Look, I’m like you.  I have plans!  Plans for the weekend, plans for the holidays, plans for how I’m going to spend my money, plans for how I’m going to use my time.  I’m a big-time planner.  Admittedly, I’m not the biggest planner in my family, but I’m big.  Trust me.

But those plans?  They ain’t all going to happen.  I mean, yes, of course, I hope that they do and I expect a lot of those ideas to take shape, but you know as well as I do that things will change.

In light of that truth, then, what if I am able to hear Jesus’ call to be prepared as an invitation to live this Advent as one who is on the lookout for the light of Christ in every room I enter, in every situation of which I’m a part, and in every face I encounter?

Is the light and presence of Jesus to be found in the people rushing around on Black Friday? In those who are lined up for food? Is Jesus with the ones who are fleeing across borders, being harassed for the color of their skin or the object of their worship or the people with whom they’ve fallen in love?

Dorothy Day and the Holy Family of the Street (Kelly Lattimore, contemporary)

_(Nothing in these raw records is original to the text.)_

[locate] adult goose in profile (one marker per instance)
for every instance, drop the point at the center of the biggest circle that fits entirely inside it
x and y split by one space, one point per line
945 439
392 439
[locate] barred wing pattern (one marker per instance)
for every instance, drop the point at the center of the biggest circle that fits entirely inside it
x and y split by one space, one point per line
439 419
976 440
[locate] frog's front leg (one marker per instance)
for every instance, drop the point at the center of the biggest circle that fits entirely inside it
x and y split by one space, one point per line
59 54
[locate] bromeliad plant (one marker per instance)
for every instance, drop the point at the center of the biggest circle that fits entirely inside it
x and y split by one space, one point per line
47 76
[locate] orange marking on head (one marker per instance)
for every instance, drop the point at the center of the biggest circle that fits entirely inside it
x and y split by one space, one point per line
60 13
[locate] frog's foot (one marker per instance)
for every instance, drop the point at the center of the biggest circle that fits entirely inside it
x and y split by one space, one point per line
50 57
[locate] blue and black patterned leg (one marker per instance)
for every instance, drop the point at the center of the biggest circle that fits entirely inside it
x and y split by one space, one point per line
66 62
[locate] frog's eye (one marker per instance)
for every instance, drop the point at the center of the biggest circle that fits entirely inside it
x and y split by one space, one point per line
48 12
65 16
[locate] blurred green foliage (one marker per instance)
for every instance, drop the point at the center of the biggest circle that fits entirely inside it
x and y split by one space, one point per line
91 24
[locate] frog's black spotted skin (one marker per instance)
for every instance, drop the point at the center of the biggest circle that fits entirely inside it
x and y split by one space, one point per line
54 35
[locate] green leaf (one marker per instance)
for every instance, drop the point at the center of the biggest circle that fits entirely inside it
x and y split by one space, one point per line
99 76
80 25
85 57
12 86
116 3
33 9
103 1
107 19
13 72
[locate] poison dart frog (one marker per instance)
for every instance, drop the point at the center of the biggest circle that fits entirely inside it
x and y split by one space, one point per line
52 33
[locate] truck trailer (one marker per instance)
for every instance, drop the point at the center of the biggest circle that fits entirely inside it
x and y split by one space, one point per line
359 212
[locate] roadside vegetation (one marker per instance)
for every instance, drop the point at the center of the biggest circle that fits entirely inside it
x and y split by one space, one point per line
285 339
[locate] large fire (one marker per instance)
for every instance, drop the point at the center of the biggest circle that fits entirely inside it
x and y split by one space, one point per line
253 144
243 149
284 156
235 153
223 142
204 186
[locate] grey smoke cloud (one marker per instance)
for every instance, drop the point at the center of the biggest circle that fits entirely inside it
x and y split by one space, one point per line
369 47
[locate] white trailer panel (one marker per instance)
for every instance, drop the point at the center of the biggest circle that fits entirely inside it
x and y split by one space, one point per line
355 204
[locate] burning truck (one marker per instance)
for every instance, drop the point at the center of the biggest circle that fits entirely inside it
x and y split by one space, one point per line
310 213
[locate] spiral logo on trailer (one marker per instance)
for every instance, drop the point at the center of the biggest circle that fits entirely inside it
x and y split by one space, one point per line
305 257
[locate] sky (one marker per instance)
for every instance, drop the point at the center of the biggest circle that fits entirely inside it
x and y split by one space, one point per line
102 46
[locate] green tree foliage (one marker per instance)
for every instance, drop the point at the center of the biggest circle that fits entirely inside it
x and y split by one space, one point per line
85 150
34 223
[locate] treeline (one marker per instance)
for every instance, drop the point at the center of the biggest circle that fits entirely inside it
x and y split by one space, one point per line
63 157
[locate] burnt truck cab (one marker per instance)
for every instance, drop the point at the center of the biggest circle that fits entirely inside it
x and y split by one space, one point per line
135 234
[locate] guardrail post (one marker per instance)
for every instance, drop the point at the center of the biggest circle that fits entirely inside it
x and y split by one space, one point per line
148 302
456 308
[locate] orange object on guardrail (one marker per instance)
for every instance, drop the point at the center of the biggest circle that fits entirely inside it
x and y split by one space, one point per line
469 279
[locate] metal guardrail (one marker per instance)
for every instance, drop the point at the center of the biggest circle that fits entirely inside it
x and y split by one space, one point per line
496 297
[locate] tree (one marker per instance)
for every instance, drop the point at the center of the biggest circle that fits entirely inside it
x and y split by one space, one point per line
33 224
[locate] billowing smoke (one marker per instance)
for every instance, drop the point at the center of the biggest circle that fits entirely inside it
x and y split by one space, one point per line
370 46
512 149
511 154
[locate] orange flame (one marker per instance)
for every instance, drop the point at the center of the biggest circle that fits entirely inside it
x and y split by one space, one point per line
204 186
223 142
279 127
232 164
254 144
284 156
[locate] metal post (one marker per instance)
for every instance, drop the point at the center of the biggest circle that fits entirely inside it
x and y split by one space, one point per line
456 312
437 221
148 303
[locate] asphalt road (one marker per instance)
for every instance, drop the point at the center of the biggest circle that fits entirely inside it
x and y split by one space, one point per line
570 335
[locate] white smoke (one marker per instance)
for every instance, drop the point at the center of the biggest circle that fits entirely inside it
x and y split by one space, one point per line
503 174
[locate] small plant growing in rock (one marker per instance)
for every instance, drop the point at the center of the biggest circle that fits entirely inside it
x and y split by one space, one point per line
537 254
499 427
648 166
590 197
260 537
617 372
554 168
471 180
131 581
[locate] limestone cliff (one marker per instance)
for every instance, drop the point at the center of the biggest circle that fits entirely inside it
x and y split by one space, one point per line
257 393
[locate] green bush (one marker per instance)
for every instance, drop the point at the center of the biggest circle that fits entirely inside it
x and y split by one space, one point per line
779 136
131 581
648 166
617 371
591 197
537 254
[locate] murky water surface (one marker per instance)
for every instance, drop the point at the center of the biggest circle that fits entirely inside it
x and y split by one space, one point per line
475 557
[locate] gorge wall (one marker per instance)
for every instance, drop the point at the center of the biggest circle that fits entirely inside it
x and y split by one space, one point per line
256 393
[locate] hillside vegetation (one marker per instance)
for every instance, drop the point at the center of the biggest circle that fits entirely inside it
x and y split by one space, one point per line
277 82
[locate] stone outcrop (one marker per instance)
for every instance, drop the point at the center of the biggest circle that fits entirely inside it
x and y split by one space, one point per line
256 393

What if, to paraphrase the late Dorothy Day, what if these people don’t merely “remind” me of Jesus… what if the people who show up on my porch or on my newsfeed or in my life, people who seem to expect or demand time and energy and money and attention from me… what if they really are Jesus, inviting me to find room for him now exactly like his parents did in Bethlehem 2000 years ago?[1]

You know, just one chapter later, in Matthew 25, Jesus points out that the people who get rewarded in the heavenly accounting system after the parousia are the ones who fed the hungry, clothed the naked, welcomed the stranger, and cared for the sick.  And do you remember how he ended that little chat? “Whatever you did for the least of these, you did for me.”

What if Advent isn’t only looking back, and it’s not only looking ahead?  What if Advent is looking around for Jesus right now?

Remember where it started.  Hope for what’s to come.

But today? For Christ’s sake, people – literally, for Christ’s sake – go out and look for opportunities to see Jesus in your neighbor.  I charge you to look for the interruptive presence of the Christ, and then to give yourself away in love and service to him in the situations that are presented to you – even if you didn’t plan for them.

Thanks be to God for what we are privileged to do between the already was and the not yet.  Amen.